On Behalf of | Dec 23, 2015 | Prenuptial Agreements |

The average age of couples walking down the aisle is said to be increasing. While previous generations typically got married in their early 20s, millennials say “I do” closer to 30 years of age. Also, many same-sex couples who have been together for years can now get married as a result of the recent U.S. Supreme Court decision, and other couples may be getting married for a second or third time. With the high number of divorces nationwide, including here in Texas, a prenuptial agreement may be an important insurance policy in the event of a subsequent divorce.

While a prenuptial agreement can direct what will happen in the event of a divorce, getting married later in life requires careful consideration of various matters, including potential tax implications. If both parties are high-income earners, filing taxes as a couple may result in a significantly higher tax bill than more than when they were single. However, couples in which one spouse earns significantly less may benefit when it comes to taxes. In any event, it is typically important to protect the interests of both spouses and their respective heirs in case one party should pass away or become incapacitated.

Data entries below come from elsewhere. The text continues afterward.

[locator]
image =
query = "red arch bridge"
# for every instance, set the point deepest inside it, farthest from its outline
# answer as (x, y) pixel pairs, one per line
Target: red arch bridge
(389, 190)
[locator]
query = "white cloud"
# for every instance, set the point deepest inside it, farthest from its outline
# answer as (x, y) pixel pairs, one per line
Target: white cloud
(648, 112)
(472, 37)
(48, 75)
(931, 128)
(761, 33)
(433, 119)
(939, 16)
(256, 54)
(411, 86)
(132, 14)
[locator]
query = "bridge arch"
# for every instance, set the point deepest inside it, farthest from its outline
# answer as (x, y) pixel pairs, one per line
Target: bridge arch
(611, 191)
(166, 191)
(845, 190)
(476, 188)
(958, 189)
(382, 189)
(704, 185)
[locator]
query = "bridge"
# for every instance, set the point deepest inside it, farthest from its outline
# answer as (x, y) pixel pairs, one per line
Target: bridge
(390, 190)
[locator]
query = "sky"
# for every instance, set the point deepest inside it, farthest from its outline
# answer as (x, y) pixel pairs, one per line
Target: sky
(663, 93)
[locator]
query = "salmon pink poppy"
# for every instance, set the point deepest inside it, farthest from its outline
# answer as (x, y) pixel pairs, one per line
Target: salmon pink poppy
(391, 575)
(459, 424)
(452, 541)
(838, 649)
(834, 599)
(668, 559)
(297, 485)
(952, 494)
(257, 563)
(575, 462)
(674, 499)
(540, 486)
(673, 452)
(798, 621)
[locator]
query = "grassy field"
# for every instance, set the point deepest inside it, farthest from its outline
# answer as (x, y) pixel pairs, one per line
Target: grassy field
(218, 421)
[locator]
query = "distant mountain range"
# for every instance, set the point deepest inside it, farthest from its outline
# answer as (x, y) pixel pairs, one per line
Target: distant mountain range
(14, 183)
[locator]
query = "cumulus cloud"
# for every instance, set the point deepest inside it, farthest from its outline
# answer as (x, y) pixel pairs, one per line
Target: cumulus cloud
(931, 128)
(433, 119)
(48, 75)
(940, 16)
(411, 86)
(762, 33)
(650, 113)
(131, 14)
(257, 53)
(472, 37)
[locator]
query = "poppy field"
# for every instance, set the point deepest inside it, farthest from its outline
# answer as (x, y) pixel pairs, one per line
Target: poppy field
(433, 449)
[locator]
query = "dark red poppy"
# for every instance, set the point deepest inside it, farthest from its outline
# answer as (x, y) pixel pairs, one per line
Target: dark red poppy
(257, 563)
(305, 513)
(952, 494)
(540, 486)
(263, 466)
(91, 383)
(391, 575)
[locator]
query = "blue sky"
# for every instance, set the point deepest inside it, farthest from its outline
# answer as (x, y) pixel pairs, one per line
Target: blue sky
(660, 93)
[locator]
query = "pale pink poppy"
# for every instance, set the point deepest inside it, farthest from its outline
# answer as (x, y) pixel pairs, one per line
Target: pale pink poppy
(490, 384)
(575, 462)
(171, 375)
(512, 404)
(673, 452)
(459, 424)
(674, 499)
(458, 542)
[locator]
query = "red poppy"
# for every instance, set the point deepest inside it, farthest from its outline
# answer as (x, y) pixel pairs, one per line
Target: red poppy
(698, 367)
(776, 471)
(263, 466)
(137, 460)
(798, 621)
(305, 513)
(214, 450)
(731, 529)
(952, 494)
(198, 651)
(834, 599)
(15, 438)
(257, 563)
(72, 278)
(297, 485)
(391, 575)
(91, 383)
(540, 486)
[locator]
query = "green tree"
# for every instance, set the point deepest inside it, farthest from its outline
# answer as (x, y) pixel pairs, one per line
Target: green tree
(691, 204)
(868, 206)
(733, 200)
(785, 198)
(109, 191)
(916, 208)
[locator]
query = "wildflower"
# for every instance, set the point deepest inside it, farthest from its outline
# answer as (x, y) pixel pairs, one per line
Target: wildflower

Estate plans may need updating, especially in second or third marriages. Each spouse may have children from previous marriages and may need some assets to be protected. Wills and testaments may need adjustments, and trusts may have to be established. New powers of attorney for financial and medical incapacity will likely have to be chosen. Some suggest that each party retain the services of an attorney and other supporting professionals such a tax consultant and an estate planner.

While estate planning can address what happens in the event of a spouse’s death, a prenuptial agreement can ensure that both parties are treated fairly in the event of a divorce. An experienced divorce attorney in Texas can assist a client in drafting an agreement to protect personal and business interests. It can also address matters such as spousal support, inheritances for children from a prior marriage and more.